PJ-Tertial-Bericht am Diakonissenanstalt zu Flensburg
Innere
Flensburg, Deutschland
·
16 Wochen
·
Station wechselnd
·
08/2011 – 12/2011
Veröffentlicht am
1.60
Ø Gesamtnote
aus 9 Kategorien
Einzelbewertungen
Gesamt
2
Team Station
1
Kontakt zur Pflege
2
Ansehen des PJlers
1
Klinik insgesamt
1
Unterricht
3
Betreuung
2
Freizeit
1
Station / Einrichtung
1
Details zum Einsatz
- Vergütung
- 400
Erfahrungsbericht
In Flensburg werden am 1. Tag erstmal die organisatorischen Dinge erledigt (Klamotten bestellen, Anmelden, etc.). Grundsätzlich ist es so gedacht, dass man 6 Wochen im Franziskus (SFH) und 10 Wochen in der Diako (hiervon 4 Wochen ZNA) verbringt, aber in Absprache mit den anderen PJlern bzw. je nachdem wie viele PJler da sind, ist das sehr flexibel zu organisieren.
SFH:
- Hämato-Onkologie: nettes Team, wenn auch sehr gestresst.
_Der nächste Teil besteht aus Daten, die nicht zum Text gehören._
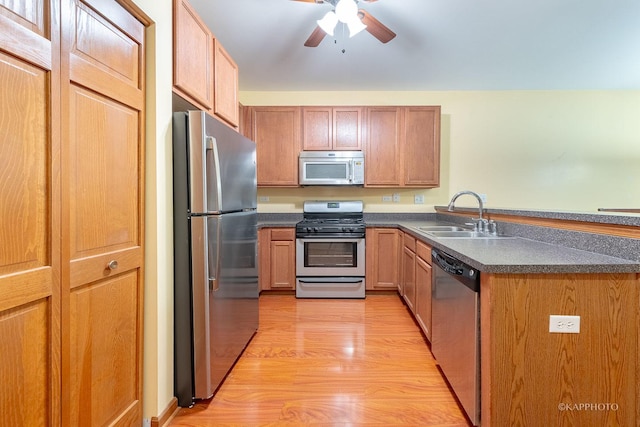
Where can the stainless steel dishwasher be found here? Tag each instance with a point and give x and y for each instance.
(456, 328)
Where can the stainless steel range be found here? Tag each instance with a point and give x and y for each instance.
(330, 250)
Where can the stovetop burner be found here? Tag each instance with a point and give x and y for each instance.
(332, 219)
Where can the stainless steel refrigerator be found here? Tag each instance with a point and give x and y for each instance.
(215, 252)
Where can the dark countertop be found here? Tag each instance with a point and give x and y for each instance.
(521, 254)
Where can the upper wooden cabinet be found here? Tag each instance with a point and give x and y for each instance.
(382, 146)
(203, 72)
(225, 85)
(192, 56)
(332, 128)
(402, 146)
(276, 131)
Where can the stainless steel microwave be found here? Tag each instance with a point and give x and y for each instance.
(331, 168)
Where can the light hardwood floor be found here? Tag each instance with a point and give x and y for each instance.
(331, 363)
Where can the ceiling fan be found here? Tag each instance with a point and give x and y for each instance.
(347, 12)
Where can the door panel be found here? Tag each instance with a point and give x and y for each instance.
(28, 13)
(104, 377)
(24, 204)
(30, 265)
(25, 370)
(104, 157)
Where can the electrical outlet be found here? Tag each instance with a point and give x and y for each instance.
(564, 324)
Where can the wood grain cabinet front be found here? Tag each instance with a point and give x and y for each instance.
(423, 288)
(203, 71)
(332, 128)
(409, 271)
(276, 132)
(382, 258)
(402, 146)
(192, 56)
(277, 259)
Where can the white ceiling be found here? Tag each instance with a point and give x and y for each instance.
(440, 45)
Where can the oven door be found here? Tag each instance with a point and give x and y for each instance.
(320, 257)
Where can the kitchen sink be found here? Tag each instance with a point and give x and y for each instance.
(431, 228)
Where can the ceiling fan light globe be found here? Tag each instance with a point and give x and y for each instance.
(346, 10)
(355, 25)
(328, 22)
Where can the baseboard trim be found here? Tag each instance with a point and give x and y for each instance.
(167, 415)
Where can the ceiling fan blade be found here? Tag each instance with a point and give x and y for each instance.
(375, 27)
(315, 38)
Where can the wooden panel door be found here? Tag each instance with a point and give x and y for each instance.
(225, 93)
(104, 213)
(192, 56)
(276, 131)
(421, 148)
(30, 260)
(382, 154)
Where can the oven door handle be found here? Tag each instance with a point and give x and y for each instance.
(330, 279)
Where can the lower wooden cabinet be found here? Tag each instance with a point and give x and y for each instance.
(382, 258)
(277, 258)
(409, 271)
(423, 288)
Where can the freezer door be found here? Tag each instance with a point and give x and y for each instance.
(226, 300)
(222, 167)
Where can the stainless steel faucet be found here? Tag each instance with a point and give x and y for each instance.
(482, 224)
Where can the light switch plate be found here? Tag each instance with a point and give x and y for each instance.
(564, 324)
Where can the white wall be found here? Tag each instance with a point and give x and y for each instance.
(552, 150)
(158, 296)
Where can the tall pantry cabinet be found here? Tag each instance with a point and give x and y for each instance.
(71, 212)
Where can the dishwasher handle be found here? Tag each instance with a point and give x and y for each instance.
(454, 266)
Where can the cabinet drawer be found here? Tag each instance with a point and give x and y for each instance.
(283, 234)
(423, 251)
(409, 242)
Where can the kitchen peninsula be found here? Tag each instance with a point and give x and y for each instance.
(586, 265)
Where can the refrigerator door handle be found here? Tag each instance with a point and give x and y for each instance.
(212, 188)
(213, 261)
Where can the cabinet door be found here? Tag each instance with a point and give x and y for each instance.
(409, 278)
(421, 147)
(30, 205)
(104, 215)
(317, 128)
(423, 296)
(192, 56)
(283, 264)
(382, 258)
(264, 254)
(347, 132)
(225, 92)
(382, 154)
(276, 131)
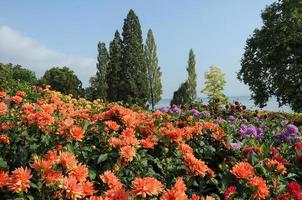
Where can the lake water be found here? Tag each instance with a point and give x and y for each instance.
(272, 104)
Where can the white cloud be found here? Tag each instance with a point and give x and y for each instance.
(18, 49)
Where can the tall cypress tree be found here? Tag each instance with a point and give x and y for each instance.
(98, 82)
(135, 84)
(192, 76)
(153, 70)
(114, 78)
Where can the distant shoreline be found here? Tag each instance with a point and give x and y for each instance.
(272, 104)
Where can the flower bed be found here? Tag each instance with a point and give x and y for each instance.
(56, 147)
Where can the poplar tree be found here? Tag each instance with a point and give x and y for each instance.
(134, 73)
(98, 83)
(114, 78)
(192, 76)
(153, 70)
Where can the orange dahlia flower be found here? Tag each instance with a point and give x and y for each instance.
(3, 108)
(80, 172)
(2, 94)
(197, 167)
(73, 189)
(243, 170)
(16, 99)
(146, 186)
(111, 180)
(127, 153)
(4, 139)
(77, 133)
(112, 125)
(19, 180)
(262, 190)
(68, 160)
(3, 179)
(178, 191)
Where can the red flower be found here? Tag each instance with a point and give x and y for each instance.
(229, 192)
(3, 108)
(282, 197)
(274, 151)
(19, 181)
(77, 133)
(299, 159)
(294, 189)
(146, 186)
(298, 145)
(3, 178)
(16, 99)
(21, 93)
(178, 191)
(248, 150)
(4, 139)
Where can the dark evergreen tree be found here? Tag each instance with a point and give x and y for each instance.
(114, 77)
(153, 70)
(135, 84)
(98, 83)
(181, 96)
(272, 61)
(192, 76)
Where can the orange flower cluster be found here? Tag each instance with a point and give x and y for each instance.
(3, 108)
(217, 132)
(4, 139)
(246, 171)
(147, 186)
(3, 179)
(196, 166)
(178, 191)
(75, 184)
(129, 117)
(111, 125)
(179, 135)
(127, 142)
(116, 189)
(19, 180)
(243, 170)
(259, 184)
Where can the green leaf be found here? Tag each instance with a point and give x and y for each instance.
(30, 197)
(92, 174)
(102, 158)
(86, 124)
(3, 163)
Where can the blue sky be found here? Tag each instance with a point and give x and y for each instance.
(41, 34)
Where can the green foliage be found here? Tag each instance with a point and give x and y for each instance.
(135, 84)
(186, 93)
(114, 78)
(98, 83)
(271, 64)
(192, 76)
(181, 96)
(153, 70)
(63, 80)
(17, 72)
(214, 85)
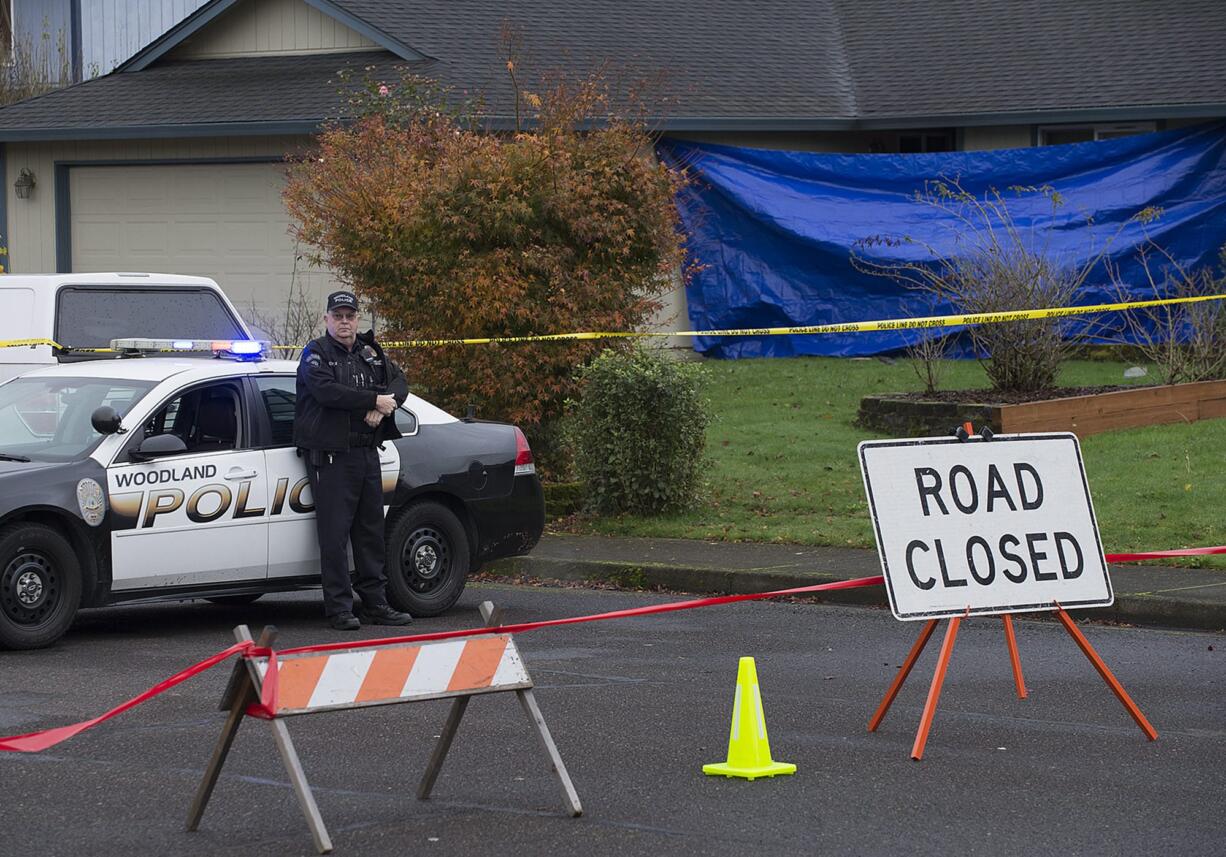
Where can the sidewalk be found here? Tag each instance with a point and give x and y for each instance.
(1145, 595)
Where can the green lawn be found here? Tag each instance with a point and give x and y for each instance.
(784, 467)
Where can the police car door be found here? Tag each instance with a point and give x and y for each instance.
(193, 518)
(293, 547)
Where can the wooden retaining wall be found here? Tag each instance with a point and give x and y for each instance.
(1123, 408)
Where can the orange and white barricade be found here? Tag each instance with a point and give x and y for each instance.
(376, 674)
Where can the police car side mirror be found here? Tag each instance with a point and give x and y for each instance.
(106, 421)
(158, 445)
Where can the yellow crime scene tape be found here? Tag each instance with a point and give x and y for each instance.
(841, 327)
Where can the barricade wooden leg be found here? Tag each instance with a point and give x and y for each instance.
(568, 790)
(912, 656)
(440, 750)
(1112, 682)
(289, 757)
(220, 752)
(302, 788)
(1013, 656)
(938, 679)
(240, 693)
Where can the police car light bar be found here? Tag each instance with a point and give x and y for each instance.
(248, 350)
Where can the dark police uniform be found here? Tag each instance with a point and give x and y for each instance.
(336, 388)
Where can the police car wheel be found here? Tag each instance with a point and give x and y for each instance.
(427, 559)
(39, 586)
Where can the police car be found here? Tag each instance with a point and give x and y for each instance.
(174, 477)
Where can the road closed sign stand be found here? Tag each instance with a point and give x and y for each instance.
(985, 526)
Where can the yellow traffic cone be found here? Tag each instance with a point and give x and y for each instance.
(748, 744)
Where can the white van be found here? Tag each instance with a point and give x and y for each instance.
(88, 310)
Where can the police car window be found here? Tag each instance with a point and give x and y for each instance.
(406, 421)
(278, 395)
(48, 418)
(207, 419)
(90, 316)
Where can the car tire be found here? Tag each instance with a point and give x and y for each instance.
(427, 559)
(39, 586)
(234, 600)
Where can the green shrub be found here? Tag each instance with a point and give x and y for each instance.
(638, 432)
(563, 498)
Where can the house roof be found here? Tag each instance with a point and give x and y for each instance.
(720, 64)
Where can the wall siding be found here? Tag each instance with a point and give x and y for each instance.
(31, 234)
(255, 27)
(114, 30)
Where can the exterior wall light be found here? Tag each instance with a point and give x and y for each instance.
(25, 184)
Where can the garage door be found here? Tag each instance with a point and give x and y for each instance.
(220, 221)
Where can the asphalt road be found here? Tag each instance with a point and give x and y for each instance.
(636, 708)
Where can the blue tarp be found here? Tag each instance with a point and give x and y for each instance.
(775, 229)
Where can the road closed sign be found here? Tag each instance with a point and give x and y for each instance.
(985, 527)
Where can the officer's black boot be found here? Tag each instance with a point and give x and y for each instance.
(385, 614)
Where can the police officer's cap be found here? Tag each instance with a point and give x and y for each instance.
(342, 299)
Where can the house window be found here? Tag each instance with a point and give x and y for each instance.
(1057, 135)
(912, 142)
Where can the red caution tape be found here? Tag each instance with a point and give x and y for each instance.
(266, 708)
(1164, 554)
(41, 741)
(267, 704)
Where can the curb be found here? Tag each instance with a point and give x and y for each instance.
(1137, 609)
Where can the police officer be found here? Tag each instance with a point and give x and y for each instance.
(347, 391)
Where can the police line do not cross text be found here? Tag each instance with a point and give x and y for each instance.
(985, 527)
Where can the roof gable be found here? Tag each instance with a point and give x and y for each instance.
(227, 28)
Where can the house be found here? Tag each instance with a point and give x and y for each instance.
(77, 39)
(173, 162)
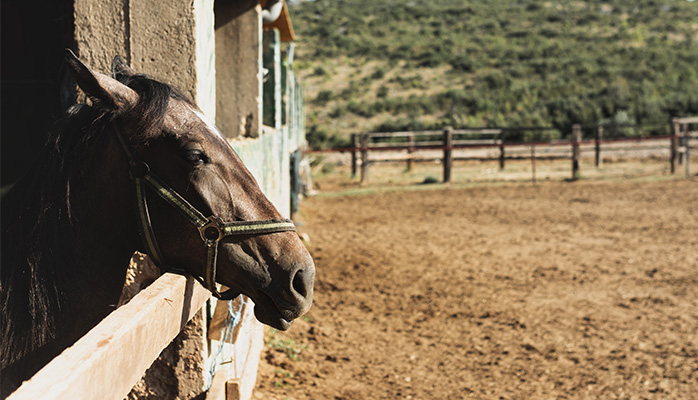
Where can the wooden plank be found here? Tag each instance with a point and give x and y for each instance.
(576, 140)
(364, 158)
(687, 120)
(448, 153)
(112, 357)
(354, 144)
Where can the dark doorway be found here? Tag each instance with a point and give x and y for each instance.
(35, 86)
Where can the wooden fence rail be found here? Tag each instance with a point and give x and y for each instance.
(108, 361)
(411, 142)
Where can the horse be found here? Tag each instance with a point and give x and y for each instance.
(137, 168)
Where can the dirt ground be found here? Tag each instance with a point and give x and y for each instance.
(560, 290)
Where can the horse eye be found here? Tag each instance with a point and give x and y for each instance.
(195, 156)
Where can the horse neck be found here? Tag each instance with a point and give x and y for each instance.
(62, 299)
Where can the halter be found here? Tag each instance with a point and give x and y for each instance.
(212, 229)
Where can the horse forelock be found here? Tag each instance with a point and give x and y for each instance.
(38, 210)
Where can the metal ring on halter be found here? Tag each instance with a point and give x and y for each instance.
(212, 230)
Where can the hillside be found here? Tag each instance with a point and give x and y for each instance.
(390, 65)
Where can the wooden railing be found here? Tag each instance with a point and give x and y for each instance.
(108, 361)
(449, 139)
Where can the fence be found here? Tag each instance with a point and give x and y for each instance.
(402, 146)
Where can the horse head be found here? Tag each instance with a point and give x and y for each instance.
(164, 140)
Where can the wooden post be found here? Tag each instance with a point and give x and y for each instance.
(410, 149)
(687, 152)
(576, 139)
(533, 163)
(355, 146)
(674, 145)
(683, 128)
(501, 150)
(599, 136)
(364, 158)
(448, 153)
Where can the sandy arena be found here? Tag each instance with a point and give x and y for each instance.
(585, 290)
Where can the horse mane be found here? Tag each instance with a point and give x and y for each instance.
(37, 257)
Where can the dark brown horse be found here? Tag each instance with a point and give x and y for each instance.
(71, 224)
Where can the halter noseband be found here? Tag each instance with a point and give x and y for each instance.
(212, 229)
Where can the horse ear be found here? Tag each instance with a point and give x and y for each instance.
(119, 69)
(109, 92)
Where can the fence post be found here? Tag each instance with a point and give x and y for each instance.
(364, 158)
(674, 145)
(576, 139)
(599, 136)
(410, 149)
(683, 128)
(355, 146)
(448, 153)
(533, 163)
(687, 152)
(501, 150)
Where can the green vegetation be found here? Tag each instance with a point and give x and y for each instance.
(422, 64)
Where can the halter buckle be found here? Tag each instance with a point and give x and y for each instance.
(212, 230)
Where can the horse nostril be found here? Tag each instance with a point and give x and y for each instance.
(300, 284)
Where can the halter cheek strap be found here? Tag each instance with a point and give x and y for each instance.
(212, 229)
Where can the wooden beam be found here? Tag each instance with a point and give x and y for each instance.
(111, 358)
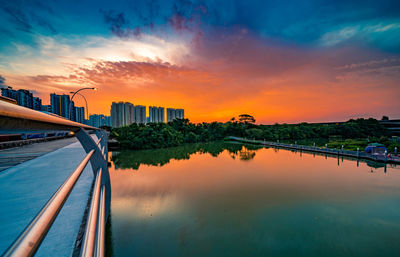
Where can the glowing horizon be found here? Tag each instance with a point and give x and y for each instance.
(312, 62)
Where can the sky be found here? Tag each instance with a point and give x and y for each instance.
(280, 61)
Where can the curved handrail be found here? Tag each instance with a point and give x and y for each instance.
(101, 225)
(31, 238)
(89, 241)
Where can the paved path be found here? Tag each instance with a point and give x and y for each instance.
(13, 156)
(26, 187)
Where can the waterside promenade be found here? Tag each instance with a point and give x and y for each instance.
(322, 150)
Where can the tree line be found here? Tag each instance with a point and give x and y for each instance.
(180, 131)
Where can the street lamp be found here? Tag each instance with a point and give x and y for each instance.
(72, 97)
(84, 98)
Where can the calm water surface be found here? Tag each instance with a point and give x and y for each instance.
(225, 199)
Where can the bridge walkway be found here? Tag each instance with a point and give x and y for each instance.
(27, 186)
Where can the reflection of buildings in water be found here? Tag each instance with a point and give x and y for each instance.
(244, 154)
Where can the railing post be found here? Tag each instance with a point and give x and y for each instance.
(97, 161)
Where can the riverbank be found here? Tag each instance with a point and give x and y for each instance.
(324, 150)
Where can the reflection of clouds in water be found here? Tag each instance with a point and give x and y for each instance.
(147, 206)
(161, 157)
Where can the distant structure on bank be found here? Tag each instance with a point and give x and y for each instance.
(99, 120)
(125, 113)
(173, 114)
(23, 98)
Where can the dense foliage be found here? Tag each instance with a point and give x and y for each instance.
(179, 131)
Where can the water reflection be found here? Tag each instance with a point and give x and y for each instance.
(207, 200)
(160, 157)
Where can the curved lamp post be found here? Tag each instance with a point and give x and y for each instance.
(84, 98)
(76, 92)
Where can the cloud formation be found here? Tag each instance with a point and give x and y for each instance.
(282, 62)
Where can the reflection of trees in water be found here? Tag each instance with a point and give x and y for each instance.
(160, 157)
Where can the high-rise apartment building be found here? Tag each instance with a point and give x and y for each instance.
(180, 113)
(122, 114)
(140, 114)
(156, 114)
(79, 114)
(23, 98)
(61, 104)
(98, 120)
(173, 114)
(46, 108)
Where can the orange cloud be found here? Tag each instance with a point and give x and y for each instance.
(230, 75)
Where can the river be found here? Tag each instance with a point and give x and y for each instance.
(228, 199)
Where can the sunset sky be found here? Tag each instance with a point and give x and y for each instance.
(281, 61)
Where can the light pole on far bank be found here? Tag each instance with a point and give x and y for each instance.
(72, 97)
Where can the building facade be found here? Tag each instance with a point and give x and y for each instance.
(122, 114)
(23, 97)
(140, 114)
(79, 113)
(99, 120)
(156, 114)
(60, 105)
(173, 114)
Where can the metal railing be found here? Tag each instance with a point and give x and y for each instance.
(17, 118)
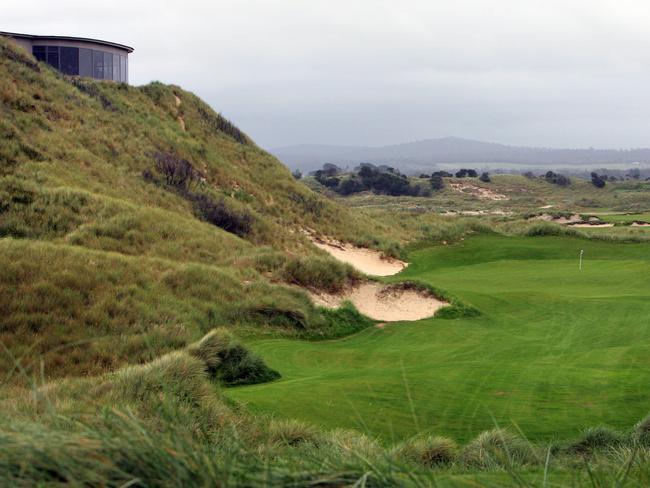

Man kann eigene Patienten betreuen, was man unbedingt ausnutzen sollte. Außerdem gibt es Sonos und Pleura- / Aszitespunktionen, die man unter Aufsicht machen darf, wenn die Zeit es zulässt. Insgesamt super spannendes Spektrum: viele solide Tumoren, v.a. über das Bronchialkarzinom weiß man hinterher wirklich alles, was in einem Innerebuch steht.
- Gastroenterologie: Etwas schwierige Stimmung auf Station, aber wenn man sich daran nicht stört, kriegt man auch mal was erklärt. Muss allerdings viele Blutentnahmen machen und hat wenig praktische Aufgaben. Bei Spiegelungen jeder Art (auch pulmonologische) kann man jederzeit zugucken und die Oberärzte sind super nett und erklären viel.
Diako:
- Nephrologie (A3): Super nettes Team! Und das Beste: es gibt Arzthelferinnen für die Blutentnahmen. Neben den nephrologischen Pat. lien hier auch viele mit einfachen kardiologischen Krankheitsbildern (RR-Entgleisung, Hypertonie, Herzinfarkt-Ausschluss), akso eigentlich ne ganz gut "Anfänger-Station". Man geht jeden Tag mit zur Visite, darf eigene Patienten betreuen. Muss sich aber darauf gefasst machen, dass man auch mal was gefragt wird. Aber dadurch lernt man dann ja auch viel! Nachmittags gibts vor allem organisatorische Aufgaben und Briefe zu schreiben.
- Zentrale Notaufnahme (ZNA): Hier lernt man wirklich super viel! Wer Lust hat, kann auch mal Spät- / Nachtdienste machen und das lohnt sich wirklich, weil 1. die Krankheitsbilder andere sind als tagsüber und 2. die Ärzte ein bisschen mehr Zeit haben. Insgesamt läuft es so, dass man die Patienten alleine aufnimmt und untersucht, das Labor anschaut und sich einen Plan macht. Dann stellt man den Pat. den Assitenten / der OÄ vor und bespricht das weitere Vorgehen, meldet Untersuchungen an / verlegt auf die Stationen.
- Besonderes:
Man hat die Möglichkeit für je 1 Woche auf die Palliativstation, ITS oder in die Diagnostik zu gehen. Im Katheterlabor kann man auch mal vorbeischauen.
Weitere Stationen:
- Pulmonologie (SFH)
- Diabetologie (SFH)
- Kardiologie (Diako)
- Allg. Innere (Diako)
Alles in allem ist es wie in allen Famulaturen auch: wer sich interessiert und engagiert zeigt und ein bisschen Glück mit den zuständigen Assistenten hat, darf viel und lernt dementsprechend auch viel praktisches.
Der PJ-Unterricht findet immer Donnerstags statt: vormittags ist Studientag für alle Flensburger PJler zusammen. Vormittags ist frei und nachmittags dann Unterricht: je 45 Min. Radiologie, eines der Wahlfächer, Innere und Chirurgie.